We analyzed observational temperature and precipitation data from the NOAA Global Historical Climate Network–Monthly gridded products, which are available on a 5° by 5° geographical grid (29). We restricted our observational analysis to grid points for which observational data were available for the full 1931–2015 period, with the joint probability analysis restricted to those grid points for which both observational temperature and precipitation data were available. The NOAA temperature and precipitation data were available as monthly anomalies, which we aggregated to annual values. Because the temperature and precipitation data used different baseline periods for calculating the anomalies (1981–2010 for temperature and 1961–1990 for precipitation), we used a simple arithmetic adjustment to express each of the temperature values as an anomaly from the 1961–1990 period (i.e., by adding the difference between the 1981–2010 calendar-month mean and the 1961–1990 calendar-month mean to each monthly temperature value).

We also analyzed climate model data from the CMIP5 (30). To match the NOAA observational data, we calculated monthly temperature and precipitation anomalies using the 1961–1990 baseline. Following many previous studies, we accessed all available CMIP5 realizations and interpolated all climate model realizations to a common 1° by 1° geographical grid. For the regional analyses (see below), we used all the 1° by 1° grid points in each region.

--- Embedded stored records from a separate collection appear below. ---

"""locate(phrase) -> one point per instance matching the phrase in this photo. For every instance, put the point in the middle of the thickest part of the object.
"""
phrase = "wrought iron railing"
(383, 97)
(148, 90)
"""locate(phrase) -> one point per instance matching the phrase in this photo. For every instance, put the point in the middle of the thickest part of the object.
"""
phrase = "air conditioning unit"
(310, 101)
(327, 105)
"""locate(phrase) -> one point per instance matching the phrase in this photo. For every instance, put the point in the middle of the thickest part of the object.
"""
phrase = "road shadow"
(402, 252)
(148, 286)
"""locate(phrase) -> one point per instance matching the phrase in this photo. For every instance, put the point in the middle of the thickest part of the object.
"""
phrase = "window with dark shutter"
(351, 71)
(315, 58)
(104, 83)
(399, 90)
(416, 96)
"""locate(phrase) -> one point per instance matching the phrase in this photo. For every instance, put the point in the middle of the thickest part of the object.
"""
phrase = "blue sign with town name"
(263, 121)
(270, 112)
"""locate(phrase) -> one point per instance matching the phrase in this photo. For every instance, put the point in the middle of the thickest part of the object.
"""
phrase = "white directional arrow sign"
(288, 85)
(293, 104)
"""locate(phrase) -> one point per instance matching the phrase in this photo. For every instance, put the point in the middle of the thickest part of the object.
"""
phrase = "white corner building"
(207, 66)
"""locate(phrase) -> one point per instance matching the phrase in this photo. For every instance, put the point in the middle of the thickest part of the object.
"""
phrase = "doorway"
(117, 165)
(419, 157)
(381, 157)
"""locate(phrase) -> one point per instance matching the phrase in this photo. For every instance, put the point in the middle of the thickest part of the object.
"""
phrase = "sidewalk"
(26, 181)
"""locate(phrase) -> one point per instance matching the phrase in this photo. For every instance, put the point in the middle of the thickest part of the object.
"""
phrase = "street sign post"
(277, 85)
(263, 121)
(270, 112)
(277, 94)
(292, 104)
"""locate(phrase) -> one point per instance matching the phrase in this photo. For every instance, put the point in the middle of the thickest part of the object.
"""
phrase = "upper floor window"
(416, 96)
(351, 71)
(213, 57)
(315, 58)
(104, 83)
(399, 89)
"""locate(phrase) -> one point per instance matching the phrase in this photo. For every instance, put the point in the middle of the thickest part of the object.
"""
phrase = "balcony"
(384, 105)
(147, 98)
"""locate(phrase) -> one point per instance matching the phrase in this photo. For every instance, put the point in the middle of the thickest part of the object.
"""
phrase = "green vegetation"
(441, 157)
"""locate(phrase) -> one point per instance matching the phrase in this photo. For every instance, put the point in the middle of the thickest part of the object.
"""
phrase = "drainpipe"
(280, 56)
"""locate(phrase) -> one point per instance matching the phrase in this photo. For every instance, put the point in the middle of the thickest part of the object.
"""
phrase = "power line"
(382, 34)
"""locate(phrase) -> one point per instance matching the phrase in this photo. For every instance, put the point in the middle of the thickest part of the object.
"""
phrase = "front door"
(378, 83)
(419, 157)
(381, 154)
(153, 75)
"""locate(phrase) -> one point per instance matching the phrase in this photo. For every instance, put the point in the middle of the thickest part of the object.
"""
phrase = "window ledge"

We used four of the CMIP5 forcing experiments (see tables S1 to S3 for a list of realizations). To analyze historical changes in the probability of warm and dry years, we used the Historical and Natural forcing experiments, which were available through the year 2005. The historical forcing experiment includes both natural and anthropogenic climate forcings during the historical period, while the natural forcing experiment includes only the natural climate forcings. We tested the statistical significance of the differences between the Historical and Natural sample populations using the Kolmogorov-Smirnov test (see the Supplementary Materials). For this comparison, we evaluated two categories of statistical significance: P value less than 0.01 and P value between 0.01 and 0.05.

We also compared the probability of warm and dry years in the 2020–2050 period of the RCP2.6 and RCP8.5 future climate forcing scenarios. Of the RCP scenarios archived in CMIP5, RCP8.5 most closely tracks the recent emissions trajectory, while RCP2.6 most closely represents the ambitious mitigation detailed in the UN Paris Agreement (31) (see the Supplementary Materials for additional details).